The best-laid plans of mice and men. Starc started the tour injured, denying Australia the benefits of his reverse swing and his lower-order runs. Warner started poorly before having his arm broken by Mohammed Siraj and being sent home. Cummins meanwhile started the tour knowing that his mother was ill, without knowing that he would have to leave after the second Test as she entered palliative care.

The graveness of that situation has showed up the absurdity of some of the lamentations about the team’s results on the field. At the same time, the tour goes on and the tourists have to find a way back into it when the third Test starts in Indore on Wednesday. Starc is finally ready to play, albeit with some limitations still in the damaged finger on his bowling hand.

So is prodigy all-rounder Cameron Green, who at number six joins a batting order full of India debutants: Travis Head, Marnus Labuschagne, Alex Carey. Even Usman Khawaja, vastly experienced elsewhere, has been batting for the first time in India. Peter Handscomb is effectively Khawaja’s opposite, having now produced his best performances across two India tours while playing only a dozen times elsewhere.

These are the players with the task of changing a dreadful batting tour.

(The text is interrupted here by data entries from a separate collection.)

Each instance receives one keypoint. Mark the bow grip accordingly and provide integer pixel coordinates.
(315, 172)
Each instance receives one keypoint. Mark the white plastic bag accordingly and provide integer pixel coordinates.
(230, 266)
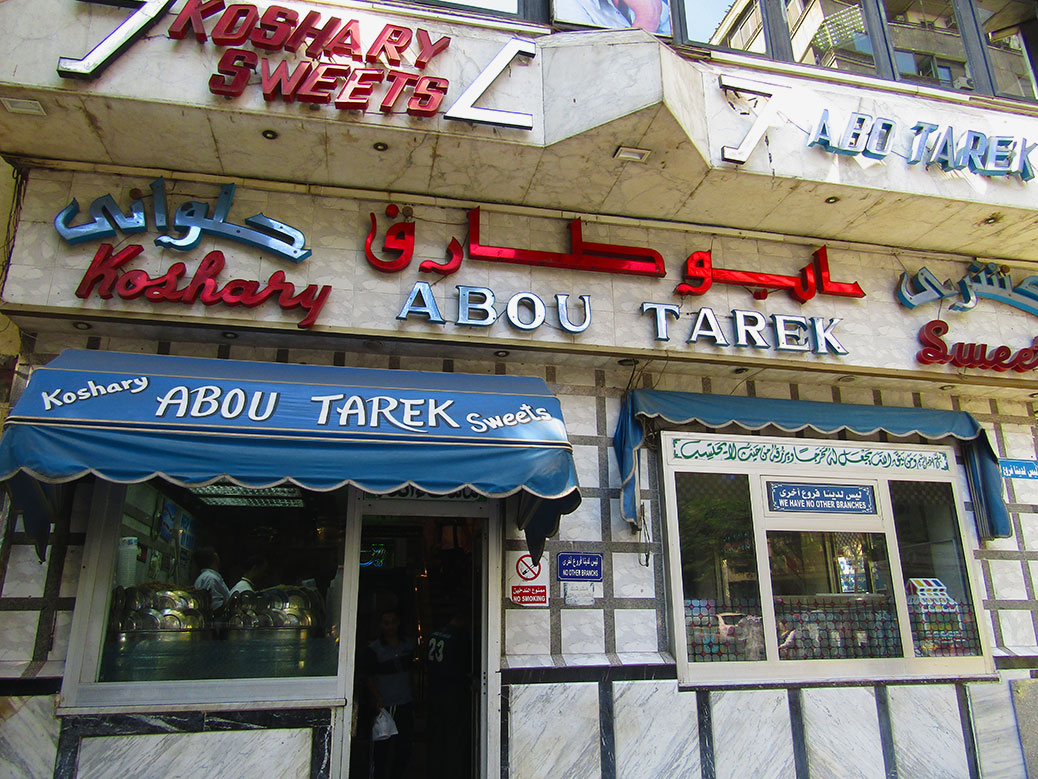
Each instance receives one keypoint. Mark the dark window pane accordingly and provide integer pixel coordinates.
(832, 34)
(737, 25)
(224, 582)
(927, 43)
(718, 567)
(943, 619)
(832, 595)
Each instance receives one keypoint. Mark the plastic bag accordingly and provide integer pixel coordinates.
(384, 726)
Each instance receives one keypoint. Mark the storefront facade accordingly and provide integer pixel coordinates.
(367, 298)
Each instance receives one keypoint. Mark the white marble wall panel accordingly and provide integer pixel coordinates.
(656, 730)
(19, 632)
(527, 632)
(842, 732)
(752, 734)
(635, 629)
(553, 731)
(927, 730)
(632, 579)
(28, 736)
(239, 753)
(995, 729)
(1007, 576)
(583, 630)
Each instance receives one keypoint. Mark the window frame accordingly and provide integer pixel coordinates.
(821, 670)
(779, 45)
(82, 693)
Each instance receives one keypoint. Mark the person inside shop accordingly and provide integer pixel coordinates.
(388, 680)
(449, 672)
(210, 579)
(253, 575)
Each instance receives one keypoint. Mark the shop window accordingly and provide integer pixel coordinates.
(213, 583)
(807, 560)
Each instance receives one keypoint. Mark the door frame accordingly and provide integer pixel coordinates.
(360, 505)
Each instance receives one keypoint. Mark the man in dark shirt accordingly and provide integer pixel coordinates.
(449, 666)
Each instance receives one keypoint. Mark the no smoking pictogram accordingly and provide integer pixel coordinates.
(526, 569)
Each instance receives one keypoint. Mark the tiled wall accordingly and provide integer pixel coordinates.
(607, 723)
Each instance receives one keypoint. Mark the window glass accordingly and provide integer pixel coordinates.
(224, 582)
(832, 595)
(652, 16)
(943, 619)
(730, 25)
(718, 568)
(927, 44)
(832, 34)
(1007, 25)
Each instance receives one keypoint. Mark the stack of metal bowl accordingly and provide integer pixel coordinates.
(159, 609)
(276, 607)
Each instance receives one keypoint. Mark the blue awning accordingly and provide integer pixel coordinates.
(128, 418)
(754, 413)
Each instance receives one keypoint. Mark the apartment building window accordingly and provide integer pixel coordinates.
(814, 561)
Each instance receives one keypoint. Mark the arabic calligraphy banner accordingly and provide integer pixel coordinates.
(825, 499)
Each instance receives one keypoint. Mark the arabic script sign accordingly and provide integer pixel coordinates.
(809, 454)
(1018, 468)
(925, 142)
(108, 274)
(982, 279)
(826, 499)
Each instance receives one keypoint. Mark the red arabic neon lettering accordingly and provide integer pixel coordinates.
(604, 258)
(107, 277)
(1001, 358)
(814, 278)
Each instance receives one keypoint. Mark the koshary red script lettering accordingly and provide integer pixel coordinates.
(105, 275)
(350, 87)
(972, 355)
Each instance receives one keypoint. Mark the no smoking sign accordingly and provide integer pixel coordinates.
(527, 585)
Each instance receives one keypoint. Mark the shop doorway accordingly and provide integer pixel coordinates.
(419, 648)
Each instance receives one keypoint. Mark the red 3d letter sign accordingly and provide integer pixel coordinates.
(377, 73)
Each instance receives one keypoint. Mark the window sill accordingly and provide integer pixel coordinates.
(835, 681)
(63, 710)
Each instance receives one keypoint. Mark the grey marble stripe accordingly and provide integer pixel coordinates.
(606, 729)
(885, 732)
(795, 698)
(968, 737)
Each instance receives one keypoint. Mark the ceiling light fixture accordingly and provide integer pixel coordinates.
(630, 154)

Australian teams have been bowled out 76 times in India. The 91 all out in Nagpur to start this series is the lowest score of all. Delhi’s 113 to squander a winning position is sixth on that list. Only twice in Test history has Australia lost nine wickets more cheaply than that day in India’s capital - the infamous 2011 Cape Town 9 for 21, and while slogging 47 more declaration runs in the 2005 win over the short-lived World XI in Sydney.

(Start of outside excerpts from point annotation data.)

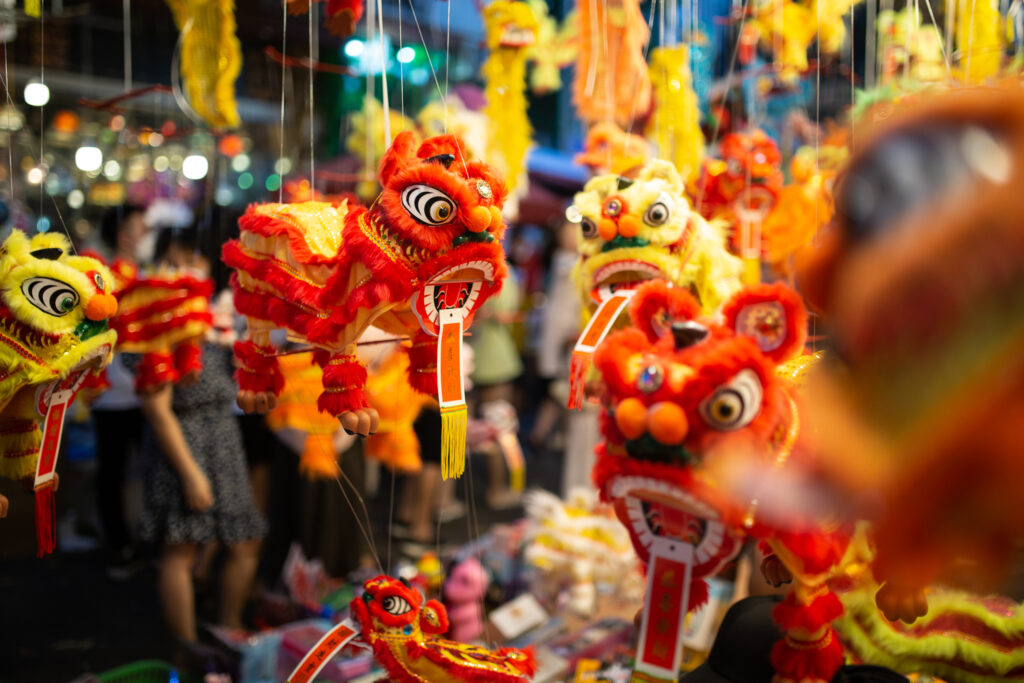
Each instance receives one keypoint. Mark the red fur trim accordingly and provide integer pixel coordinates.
(793, 307)
(398, 155)
(156, 370)
(188, 357)
(698, 594)
(197, 287)
(823, 609)
(258, 368)
(270, 225)
(266, 306)
(437, 609)
(423, 364)
(156, 330)
(344, 379)
(814, 664)
(816, 550)
(272, 272)
(658, 299)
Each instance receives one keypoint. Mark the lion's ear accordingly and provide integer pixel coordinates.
(658, 168)
(772, 315)
(400, 154)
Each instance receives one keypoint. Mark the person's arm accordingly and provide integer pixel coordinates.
(157, 408)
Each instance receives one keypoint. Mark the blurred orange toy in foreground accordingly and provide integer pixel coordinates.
(922, 282)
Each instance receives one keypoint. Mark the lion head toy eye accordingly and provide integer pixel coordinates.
(588, 227)
(735, 403)
(50, 296)
(659, 212)
(395, 605)
(428, 205)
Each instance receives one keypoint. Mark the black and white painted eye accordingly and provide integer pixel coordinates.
(735, 403)
(50, 296)
(396, 605)
(428, 205)
(588, 227)
(658, 213)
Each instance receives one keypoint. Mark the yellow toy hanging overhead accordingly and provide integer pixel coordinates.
(556, 48)
(675, 125)
(787, 29)
(211, 58)
(611, 79)
(979, 39)
(511, 30)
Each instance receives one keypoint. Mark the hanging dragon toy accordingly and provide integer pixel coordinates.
(417, 263)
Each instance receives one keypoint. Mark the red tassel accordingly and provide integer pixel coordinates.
(46, 532)
(795, 660)
(344, 382)
(578, 378)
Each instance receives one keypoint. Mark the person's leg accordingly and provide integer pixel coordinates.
(237, 580)
(176, 594)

What Australia really need, above all else, is the return of Smith to making runs. Perhaps his temporary return to captaincy can help him click. His 2017 tour was one of the greats: Alastair Cook is the only other visiting captain to have matched Smith’s three centuries in a series in India. Recapturing that peak is unrealistic, but something half as good might do the job.

“It normally brings the best out of me, I’m excited about leading this week,” he said before the match. “I know these conditions well. It’s kind of like my second home playing over here. I’ve played a lot in India, I understand the intricacies of the game and what the wickets are likely to do. I’m looking forward to it.”

The changes to the batting order look obvious: Head in to replace Warner and join Khawaja at the top of the order, Labuschagne and Smith forming their bloc in the middle, Handscomb up to five to replace the underperforming Matthew Renshaw, and Green with Carey to round things out.

The bowling is trickier. Smith mentioned that Green’s inclusion opened up possibilities of an extra batter, retaining three spinners, or going for extra “air speed”. None of these seem likely. Green as a fourth bowler would leave the attack light. Lyon worked well with spin juniors Todd Murphy and Matt Kuhnemann in Delhi, but Murphy didn’t bowl in training the day before the Test, suggesting his side strain remains an issue. Air speed would suggest having uncapped fast man Lance Morris pepper India, but Morris spent the same training session as a net bowler sending down off-spin.

All of which means that the likely configuration will be Scott Boland, who was good in Nagpur, to join Starc, Green, Lyon and Kuhnemann, unless there’s a late decision to add Mitchell Swepson’s leg-spin to Lyon’s off-breaks and Kuhnemann’s left-arm orthodox. The Indore pitch is bare at both ends, but the likelihood of slow turn makes this move unlikely. As has been the case through this tour, injury and absence have made most of Australia’s selection decisions for them.